Actors are called out and introduced and we line up like little kids in front of the school on a Monday morning assembly ready for show and tell. Well it's really Sarah's show and tell and as the film begins we scatter.

Standing in the foyer with Bridgit after the screening it seems it's gone well.And at the after party bash thrown by Holding and Redlich people are happy and really positive.
I bang on about train films to anybody who will listen and come up with Runaway Train, The Railway Childeren and an absoloute beauty with Burt Lancaster with the imaginative title of "The Train"

It's been a good night. Fingers are crossed.

Anyway, Sarah Watt's Look Both Ways is out away out there and now it's off on the press safari.

William McInnes.

Friday, July 29, 2005

The animation



The hand-painted animated sequences in LOOK BOTH WAYS (which represent Meryl’s internal life) have their origin in Sarah’s short films. They use the same signature ‘painterly’ style, although the production method has evolved.

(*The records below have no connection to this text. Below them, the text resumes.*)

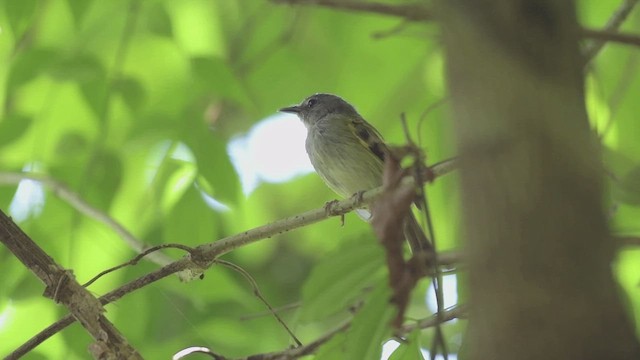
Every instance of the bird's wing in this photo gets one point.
(369, 137)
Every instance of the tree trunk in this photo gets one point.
(539, 248)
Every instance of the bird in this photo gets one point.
(348, 153)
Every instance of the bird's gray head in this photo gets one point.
(316, 107)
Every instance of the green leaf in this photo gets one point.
(214, 164)
(371, 325)
(131, 91)
(78, 9)
(627, 190)
(30, 64)
(13, 127)
(20, 14)
(333, 349)
(212, 75)
(341, 278)
(158, 20)
(190, 222)
(82, 69)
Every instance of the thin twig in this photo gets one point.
(206, 254)
(456, 312)
(412, 12)
(78, 203)
(438, 340)
(258, 294)
(613, 24)
(135, 260)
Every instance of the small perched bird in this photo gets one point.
(347, 152)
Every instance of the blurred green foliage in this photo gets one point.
(108, 97)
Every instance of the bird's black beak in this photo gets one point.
(291, 109)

Animator Emma Kelly (who collaborated with Sarah on her shorts) drew all the cells over several months. Each drawing was scanned and printed onto suitable water-absorbent paper. Sarah then hand-painted all the ‘watery’ sequences, and Clare Callinan (again a previous collaborator) painted the other sequences, with Sarah finishing each painting. All the painted cells were then re-scanned at Iloura Digital Pictures in Melbourne, camera moves were resolved, and the sequences were recorded out onto 35mm, for integration into the film.

The photographic sequences (for Nick’s internal imaginings) were all created by a vfx team (led by Peter Webb) at Iloura, using a broad collection of ‘found’, assembled and commissioned photographs and other digitally generated imagery.

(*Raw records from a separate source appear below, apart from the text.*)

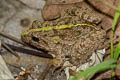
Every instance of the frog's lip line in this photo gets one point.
(48, 28)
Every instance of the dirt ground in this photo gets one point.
(18, 15)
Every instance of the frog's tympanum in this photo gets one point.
(72, 37)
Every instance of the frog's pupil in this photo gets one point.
(35, 39)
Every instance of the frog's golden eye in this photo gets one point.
(35, 39)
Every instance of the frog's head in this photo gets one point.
(35, 39)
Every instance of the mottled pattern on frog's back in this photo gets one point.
(74, 44)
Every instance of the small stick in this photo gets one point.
(12, 38)
(31, 52)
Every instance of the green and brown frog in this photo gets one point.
(72, 37)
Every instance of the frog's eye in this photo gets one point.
(35, 39)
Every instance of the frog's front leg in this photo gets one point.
(36, 24)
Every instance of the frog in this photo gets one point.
(71, 38)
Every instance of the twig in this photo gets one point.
(46, 71)
(12, 38)
(31, 52)
(9, 49)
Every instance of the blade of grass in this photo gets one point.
(116, 17)
(117, 51)
(88, 73)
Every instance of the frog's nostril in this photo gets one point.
(35, 39)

Sarah Watt: “The animated sequences are a way of giving Nick and Meryl a visible internal life, rather than relying only on the actors’ performances. It’s one that’s special to each of them: to a painter, and a photographer. From this example, you can imagine that all the characters would have internal lives.

“Meryl's animation enlarges a previous painterly style of mine, as well as the disaster-imagining neurotic character. I think it’s how most people go through life, presenting an external appearance of coping while inside they're thinking each day 'HOLY COW! We're all going to die!’ And how that can be exacerbated in times of stress. Meryl has just lost her father, so right now she's focussing on death.

“Nick's animation is about the visual memories you collect in your life. He's having a summing-up kind of weekend. He can see what he's been and, at the end of the film, he finally sees where he's going. You know he'll remember that weekend all his life because, in some way, time paused.”

Director’s statement

“I remember sitting on a train, thinking about what my fellow travellers weren’t revealing to me … whether they were on the brink of something wonderful or something terrible, whether anyone is ever in neutral mode … whether knowledge held by one person could potentially help another.

“I also imagined our train hurtling over the pathetically insubstantial railing on the bridge, and into the chemical storage facility below - killing us all in a poisonous inferno. I thought about whether anyone else was feeling the same way.

“I set out to make a romantic comedy, but the stuff of most people’s lives includes what we think of as tragedy, so LOOK BOTH WAYS ended up a bit of both I guess. I like searching for the universal aspects of people’s experience, in both the big and little things. I tried to keep everything as ‘real’ as I could, to allow people to receive the film as part of their own experience, to bring their own lives to it and enjoy it that way.”